Opinion
No. 76-1119.
July 29, 1977.
Appeal from the Circuit Court, Manatee County, Frank Schaub, J.
Jack O. Johnson, Public Defender, Bartow, and Douglas A. Wallace, Asst. Public Defender, Bradenton, for appellant.
Robert L. Shevin, Atty. Gen., Tallahassee, and Charles Corces, Jr., Asst. Atty. Gen., Tampa, for appellee.
Appellant was charged with sexual battery committed by threat of force or violence likely to cause serious personal injury. The jury was instructed on 1) the offense charged, 2) the attempt to commit the offense charged, and 3) sexual battery by force and violence not likely to cause serious personal injury. He was convicted of the latter offense.
§ 794.011(4)(b), Fla. Stat. (1973).
§ 794.011(5), Fla. Stat. (1975).
Appellant made a timely request for an instruction on the offenses of assault and battery.
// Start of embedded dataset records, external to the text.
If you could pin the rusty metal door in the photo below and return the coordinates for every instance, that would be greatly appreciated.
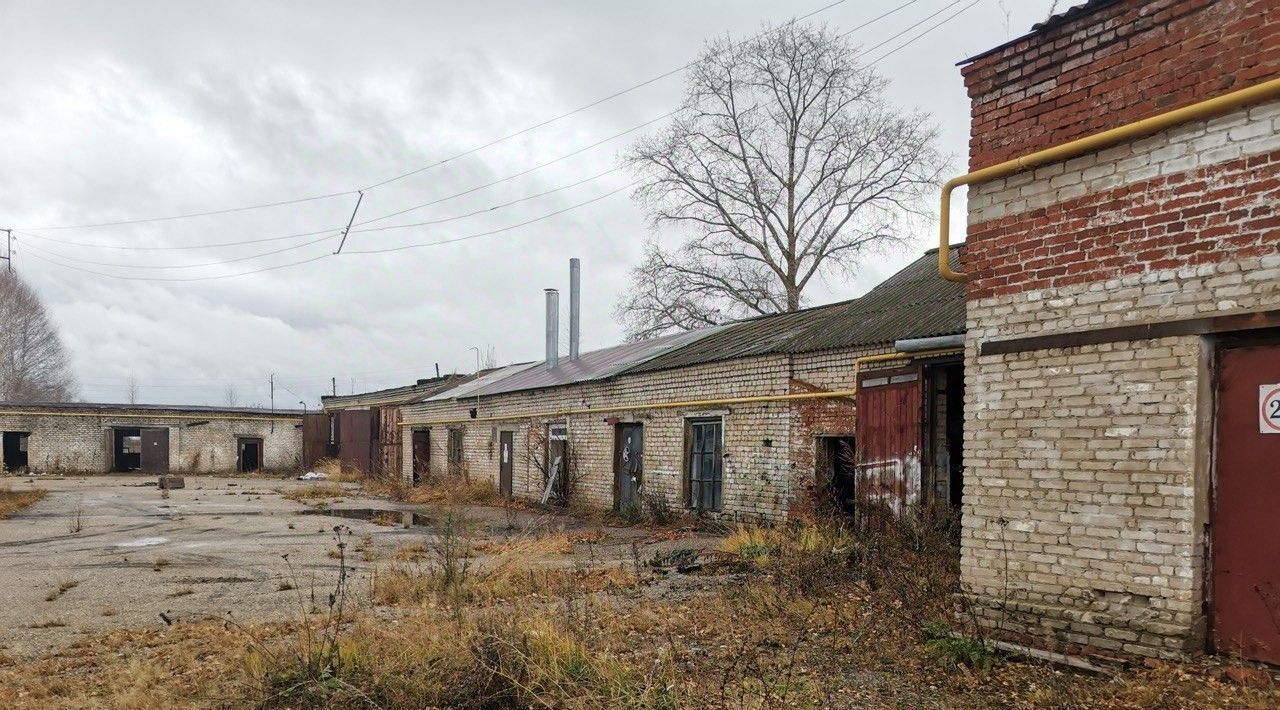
(890, 427)
(155, 450)
(315, 439)
(356, 439)
(421, 454)
(506, 461)
(1246, 526)
(629, 465)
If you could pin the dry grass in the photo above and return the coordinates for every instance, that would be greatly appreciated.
(451, 490)
(14, 500)
(807, 624)
(315, 491)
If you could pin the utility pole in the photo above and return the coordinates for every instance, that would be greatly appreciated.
(8, 253)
The court declined to charge or give a proposed jury verdict on either of these offenses. In DeLaine v. State, 262 So.2d 655 (Fla. 1972), the supreme court stated that assault and battery and bare assault were lesser included offenses of the crime of rape. The crimes of assault and battery continue to be necessarily lesser included offenses under the new sexual battery statute. Therefore, it was error to refuse to charge on these offenses.
§ 784.011, Fla. Stat. (1975).
§ 784.03, Fla. Stat. (1975).
The failure to instruct on a necessarily lesser included offense when requested by the defendant cannot be harmless error. Lomax v. State, 345 So.2d 719 (Fla. 1977); State v. Terry, 336 So.2d 65 (Fla. 1976). Since appellant was convicted of the least serious offense upon which the jury was charged, the "two steps removed" rationale of DeLaine v. State, supra, is inapplicable.
The judgment and sentence must be reversed, and the case remanded for a new trial.
BOARDMAN, C.J., and HOBSON, J., concur.